Smartphone apps that help you exchange contact information generally suffer from two things. First, when face-to-face with your contact-to-be, you have to remember to actually use the app. Second, both you and your contact usually need to have the app installed on your smartphones in the first place. Yes, I’m talking about those pesky network effects (it’s in cases like this, a monopoly doesn’t seem like such a bad thing after all). And while Munich, Germany-based MoID does little to address the latter, it has a neat solution to the former.
Using proximity triangulation, similar to something like Airlike, the iOS and Android app attempts to remember people you’ve met (or were in close proximity to) so that you can exchange contact information with them later. Much later, if required.
The idea, says MoID co-founder Phillip Bellé, is that you can leave your phone in your pocket and concentrate on the conversation. Then, once you return home or to the office, you open the app, see a list of people who it believes you’ve conversed with, and begin exchanging contact information.
In other words, should MoID achieve the required network effects, you’ll never need to ask yourself, “who was that person?”, again.
Other features of the app, which aren’t necessarily unique to MoID, are the ability to keep contact information in sync, should yourself or one of your contacts change contact details, connect directly on supported social networks (Facebook, Twitter, LinkedIn etc.) within the app, or only share specific contact details with specific groups of contacts.
On the issue of network effects, Bellé concedes that this is one of the challenges facing MoID, but says the startup plans to address it in a number of ways.
In a future version, people in your phone’s address book will show up directly in MoID, so you’ll be able to more easily connect or, if needed, send them an invite.
In addition, and this is potentially quite fun, it will be possible to leave your virtual contact card at any place you are.
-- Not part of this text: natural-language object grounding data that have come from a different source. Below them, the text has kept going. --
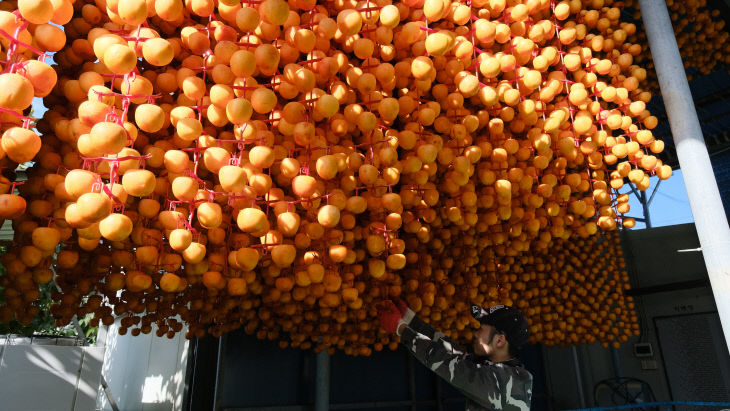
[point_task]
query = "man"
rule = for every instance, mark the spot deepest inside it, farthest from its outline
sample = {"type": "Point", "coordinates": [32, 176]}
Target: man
{"type": "Point", "coordinates": [491, 378]}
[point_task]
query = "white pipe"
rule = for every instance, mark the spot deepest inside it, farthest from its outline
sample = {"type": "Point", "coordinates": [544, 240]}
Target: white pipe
{"type": "Point", "coordinates": [704, 197]}
{"type": "Point", "coordinates": [578, 377]}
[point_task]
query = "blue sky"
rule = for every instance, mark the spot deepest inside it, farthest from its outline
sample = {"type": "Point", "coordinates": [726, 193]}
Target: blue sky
{"type": "Point", "coordinates": [670, 205]}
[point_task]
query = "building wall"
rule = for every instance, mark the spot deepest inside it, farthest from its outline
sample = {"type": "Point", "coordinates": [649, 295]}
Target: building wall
{"type": "Point", "coordinates": [144, 372]}
{"type": "Point", "coordinates": [666, 283]}
{"type": "Point", "coordinates": [37, 377]}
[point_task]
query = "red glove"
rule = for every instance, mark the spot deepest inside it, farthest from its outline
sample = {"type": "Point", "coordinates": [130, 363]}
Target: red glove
{"type": "Point", "coordinates": [389, 316]}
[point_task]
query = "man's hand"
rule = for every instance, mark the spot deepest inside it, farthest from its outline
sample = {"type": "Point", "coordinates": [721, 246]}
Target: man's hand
{"type": "Point", "coordinates": [389, 316]}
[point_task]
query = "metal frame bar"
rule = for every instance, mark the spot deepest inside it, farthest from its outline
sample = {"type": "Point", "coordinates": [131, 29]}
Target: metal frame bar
{"type": "Point", "coordinates": [704, 197]}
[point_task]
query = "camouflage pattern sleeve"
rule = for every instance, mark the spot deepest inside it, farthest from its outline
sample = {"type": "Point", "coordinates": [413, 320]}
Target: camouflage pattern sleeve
{"type": "Point", "coordinates": [492, 386]}
{"type": "Point", "coordinates": [421, 327]}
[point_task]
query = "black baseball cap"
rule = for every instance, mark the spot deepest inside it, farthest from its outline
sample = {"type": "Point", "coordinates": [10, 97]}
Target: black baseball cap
{"type": "Point", "coordinates": [505, 319]}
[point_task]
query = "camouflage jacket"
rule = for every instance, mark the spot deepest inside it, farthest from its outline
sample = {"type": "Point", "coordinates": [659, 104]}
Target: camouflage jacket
{"type": "Point", "coordinates": [486, 385]}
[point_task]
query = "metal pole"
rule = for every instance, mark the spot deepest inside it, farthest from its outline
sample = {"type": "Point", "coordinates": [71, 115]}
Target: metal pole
{"type": "Point", "coordinates": [578, 377]}
{"type": "Point", "coordinates": [322, 395]}
{"type": "Point", "coordinates": [704, 197]}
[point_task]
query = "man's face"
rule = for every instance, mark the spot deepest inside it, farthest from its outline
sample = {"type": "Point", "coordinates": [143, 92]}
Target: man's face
{"type": "Point", "coordinates": [484, 339]}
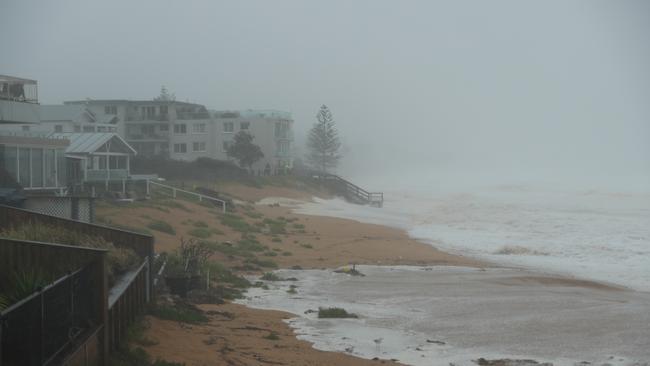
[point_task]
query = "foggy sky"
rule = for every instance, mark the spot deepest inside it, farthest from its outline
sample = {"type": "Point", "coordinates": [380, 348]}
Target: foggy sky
{"type": "Point", "coordinates": [493, 91]}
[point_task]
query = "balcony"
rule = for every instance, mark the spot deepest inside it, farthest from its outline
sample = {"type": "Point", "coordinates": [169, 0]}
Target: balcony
{"type": "Point", "coordinates": [18, 100]}
{"type": "Point", "coordinates": [148, 137]}
{"type": "Point", "coordinates": [192, 115]}
{"type": "Point", "coordinates": [103, 175]}
{"type": "Point", "coordinates": [136, 117]}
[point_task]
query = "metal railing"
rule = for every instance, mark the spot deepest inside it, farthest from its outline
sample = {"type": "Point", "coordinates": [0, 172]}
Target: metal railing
{"type": "Point", "coordinates": [175, 191]}
{"type": "Point", "coordinates": [40, 328]}
{"type": "Point", "coordinates": [353, 191]}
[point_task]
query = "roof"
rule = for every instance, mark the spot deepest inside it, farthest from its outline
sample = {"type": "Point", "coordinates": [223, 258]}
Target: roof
{"type": "Point", "coordinates": [88, 143]}
{"type": "Point", "coordinates": [131, 102]}
{"type": "Point", "coordinates": [253, 113]}
{"type": "Point", "coordinates": [13, 79]}
{"type": "Point", "coordinates": [61, 112]}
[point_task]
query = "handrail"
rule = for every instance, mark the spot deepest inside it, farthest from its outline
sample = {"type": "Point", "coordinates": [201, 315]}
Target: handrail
{"type": "Point", "coordinates": [119, 288]}
{"type": "Point", "coordinates": [174, 190]}
{"type": "Point", "coordinates": [370, 197]}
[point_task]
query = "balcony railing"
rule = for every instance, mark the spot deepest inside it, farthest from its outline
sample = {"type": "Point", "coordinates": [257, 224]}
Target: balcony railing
{"type": "Point", "coordinates": [18, 89]}
{"type": "Point", "coordinates": [102, 175]}
{"type": "Point", "coordinates": [162, 136]}
{"type": "Point", "coordinates": [147, 117]}
{"type": "Point", "coordinates": [192, 115]}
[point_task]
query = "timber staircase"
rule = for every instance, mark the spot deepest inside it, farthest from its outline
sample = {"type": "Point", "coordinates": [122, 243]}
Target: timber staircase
{"type": "Point", "coordinates": [351, 191]}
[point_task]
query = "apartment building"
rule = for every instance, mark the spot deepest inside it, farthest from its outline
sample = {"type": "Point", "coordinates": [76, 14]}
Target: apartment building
{"type": "Point", "coordinates": [272, 131]}
{"type": "Point", "coordinates": [29, 161]}
{"type": "Point", "coordinates": [178, 130]}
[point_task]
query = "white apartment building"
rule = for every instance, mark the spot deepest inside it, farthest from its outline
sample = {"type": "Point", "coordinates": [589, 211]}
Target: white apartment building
{"type": "Point", "coordinates": [178, 130]}
{"type": "Point", "coordinates": [272, 131]}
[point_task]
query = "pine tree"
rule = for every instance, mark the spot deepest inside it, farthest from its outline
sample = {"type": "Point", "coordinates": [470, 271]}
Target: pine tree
{"type": "Point", "coordinates": [323, 142]}
{"type": "Point", "coordinates": [244, 150]}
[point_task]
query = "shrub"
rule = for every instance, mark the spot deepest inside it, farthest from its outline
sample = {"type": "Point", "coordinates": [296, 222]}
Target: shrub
{"type": "Point", "coordinates": [335, 313]}
{"type": "Point", "coordinates": [223, 274]}
{"type": "Point", "coordinates": [180, 312]}
{"type": "Point", "coordinates": [119, 260]}
{"type": "Point", "coordinates": [162, 226]}
{"type": "Point", "coordinates": [270, 276]}
{"type": "Point", "coordinates": [236, 223]}
{"type": "Point", "coordinates": [273, 336]}
{"type": "Point", "coordinates": [200, 224]}
{"type": "Point", "coordinates": [200, 232]}
{"type": "Point", "coordinates": [265, 263]}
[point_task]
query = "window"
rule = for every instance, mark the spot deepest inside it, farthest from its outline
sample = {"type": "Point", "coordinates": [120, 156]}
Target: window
{"type": "Point", "coordinates": [282, 148]}
{"type": "Point", "coordinates": [117, 162]}
{"type": "Point", "coordinates": [199, 128]}
{"type": "Point", "coordinates": [180, 148]}
{"type": "Point", "coordinates": [24, 167]}
{"type": "Point", "coordinates": [180, 129]}
{"type": "Point", "coordinates": [226, 145]}
{"type": "Point", "coordinates": [198, 146]}
{"type": "Point", "coordinates": [282, 130]}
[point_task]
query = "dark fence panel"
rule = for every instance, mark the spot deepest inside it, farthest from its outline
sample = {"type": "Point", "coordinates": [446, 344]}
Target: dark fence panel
{"type": "Point", "coordinates": [41, 329]}
{"type": "Point", "coordinates": [127, 300]}
{"type": "Point", "coordinates": [140, 243]}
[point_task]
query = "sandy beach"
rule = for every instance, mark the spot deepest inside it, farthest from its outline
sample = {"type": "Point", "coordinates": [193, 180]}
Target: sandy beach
{"type": "Point", "coordinates": [238, 335]}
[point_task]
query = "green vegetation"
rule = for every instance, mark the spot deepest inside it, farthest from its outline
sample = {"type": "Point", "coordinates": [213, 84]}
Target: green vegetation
{"type": "Point", "coordinates": [172, 204]}
{"type": "Point", "coordinates": [161, 226]}
{"type": "Point", "coordinates": [237, 223]}
{"type": "Point", "coordinates": [180, 312]}
{"type": "Point", "coordinates": [276, 227]}
{"type": "Point", "coordinates": [273, 336]}
{"type": "Point", "coordinates": [200, 232]}
{"type": "Point", "coordinates": [264, 263]}
{"type": "Point", "coordinates": [119, 259]}
{"type": "Point", "coordinates": [270, 276]}
{"type": "Point", "coordinates": [335, 313]}
{"type": "Point", "coordinates": [222, 274]}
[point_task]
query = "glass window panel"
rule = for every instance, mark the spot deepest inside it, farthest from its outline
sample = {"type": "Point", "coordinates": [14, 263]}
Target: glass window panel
{"type": "Point", "coordinates": [24, 167]}
{"type": "Point", "coordinates": [11, 161]}
{"type": "Point", "coordinates": [61, 167]}
{"type": "Point", "coordinates": [49, 164]}
{"type": "Point", "coordinates": [37, 167]}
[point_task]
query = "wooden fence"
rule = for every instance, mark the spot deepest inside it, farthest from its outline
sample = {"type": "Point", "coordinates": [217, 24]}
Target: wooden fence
{"type": "Point", "coordinates": [116, 309]}
{"type": "Point", "coordinates": [42, 328]}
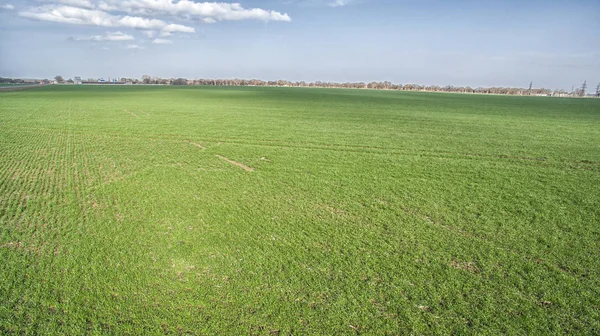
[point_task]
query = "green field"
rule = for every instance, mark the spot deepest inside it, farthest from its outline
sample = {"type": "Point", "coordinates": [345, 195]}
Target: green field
{"type": "Point", "coordinates": [122, 211]}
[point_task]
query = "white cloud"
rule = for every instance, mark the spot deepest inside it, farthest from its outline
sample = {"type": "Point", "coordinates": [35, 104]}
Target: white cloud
{"type": "Point", "coordinates": [116, 36]}
{"type": "Point", "coordinates": [81, 16]}
{"type": "Point", "coordinates": [206, 11]}
{"type": "Point", "coordinates": [339, 3]}
{"type": "Point", "coordinates": [76, 3]}
{"type": "Point", "coordinates": [162, 41]}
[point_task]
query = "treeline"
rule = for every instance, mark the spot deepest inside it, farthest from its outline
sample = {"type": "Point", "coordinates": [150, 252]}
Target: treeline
{"type": "Point", "coordinates": [319, 84]}
{"type": "Point", "coordinates": [362, 85]}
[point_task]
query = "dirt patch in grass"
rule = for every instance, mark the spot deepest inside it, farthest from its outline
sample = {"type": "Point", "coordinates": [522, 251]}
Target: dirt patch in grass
{"type": "Point", "coordinates": [195, 144]}
{"type": "Point", "coordinates": [133, 114]}
{"type": "Point", "coordinates": [465, 266]}
{"type": "Point", "coordinates": [241, 165]}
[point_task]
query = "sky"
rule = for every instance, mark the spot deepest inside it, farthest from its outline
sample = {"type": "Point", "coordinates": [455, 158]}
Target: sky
{"type": "Point", "coordinates": [555, 44]}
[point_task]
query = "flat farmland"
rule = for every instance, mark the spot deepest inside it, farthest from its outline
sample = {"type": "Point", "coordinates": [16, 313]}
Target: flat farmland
{"type": "Point", "coordinates": [278, 211]}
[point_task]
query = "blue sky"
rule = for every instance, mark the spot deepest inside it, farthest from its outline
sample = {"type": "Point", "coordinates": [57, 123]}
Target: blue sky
{"type": "Point", "coordinates": [555, 44]}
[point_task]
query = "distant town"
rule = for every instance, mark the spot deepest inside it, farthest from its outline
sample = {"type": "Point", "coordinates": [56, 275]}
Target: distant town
{"type": "Point", "coordinates": [576, 91]}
That way, somebody you’ve conversed with can install the app retrospectively, revisit the location, and exchange contact details.
MoID is also exploring ways to provide utility outside of the app. “We have developed a button snippet which can be placed besides any contact on the Internet,” explains Bellé. “Visiting users can simply click the button to push the underlying contact information right into their address book. The button is free, homepage owners profit from visitors having their contact, and we hope to get some free marketing.”
One scenario where MoID could prove to be really useful is when networking at a large tech conference. However, I wondered how the app would distinguish between people you’re standing close to and people you actually talk to. Won’t it produce a lot of false-positives?
“You are right. This is also intended for now as we did not yet reach a critical amount of users,” says Bellé. “So, currently we care more about false negatives than false positives. Consequently, we show you as complete a list as possible. But a major portion of our USP lies in the way we sort this list intelligently, using friend-of-a-friend metrics, your contact details, and your social network context.
“As soon as we reach a critical [mass], we will fine tune which encounters will be counted as meetings. For instance, we might define that meetings have to be at least 5 minutes long and narrow down the required distance between two devices.”